2. Kebutuhan informasi
Bagi pengguna jalan raya, hampir semua informasi diterima melalui transmisi visual. Oleh karena itu, ketika memasang rambu lalu lintas, perhatian harus diberikan pada daya tarik, pemahaman, kredibilitas dan posisinya.
3. Pemrosesan informasi
Tugas mengemudi pengemudi meliputi memperoleh informasi, mengolah informasi, memilih suatu tindakan, melaksanakan tindakan, dan mengamati hasil keputusan dengan mengulangi proses tersebut.
Proses di atas sangat kompleks karena keterbatasan perilaku manusia dan hubungan antara pengemudi, kendaraan dan lingkungan jalan. Karakteristik seperti ekspektasi pengemudi, waktu reaksi, dan memori jangka pendek juga harus dipertimbangkan saat memasang rambu lalu lintas. Hanya dengan mempertimbangkan sepenuhnya karakteristik perilaku pengguna jalan, pengaturan rambu lalu lintas dapat efektif.

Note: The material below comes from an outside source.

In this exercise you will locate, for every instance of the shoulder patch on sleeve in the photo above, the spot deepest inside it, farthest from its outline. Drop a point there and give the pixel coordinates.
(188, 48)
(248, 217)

Yang dimaksud dengan “pengguna jalan yang belum mengenal sistem jaringan jalan di sekitarnya” dalam pasal ini bukan berarti pengguna jalan tidak mengetahui lingkungan sekitar, tetapi mengacu pada tujuan dan rute yang dituju melalui peta atau penyelidikan lainnya. metode. Pahami lalu ikuti panduan rambu lalu lintas agar dapat mencapai tujuan dengan lancar.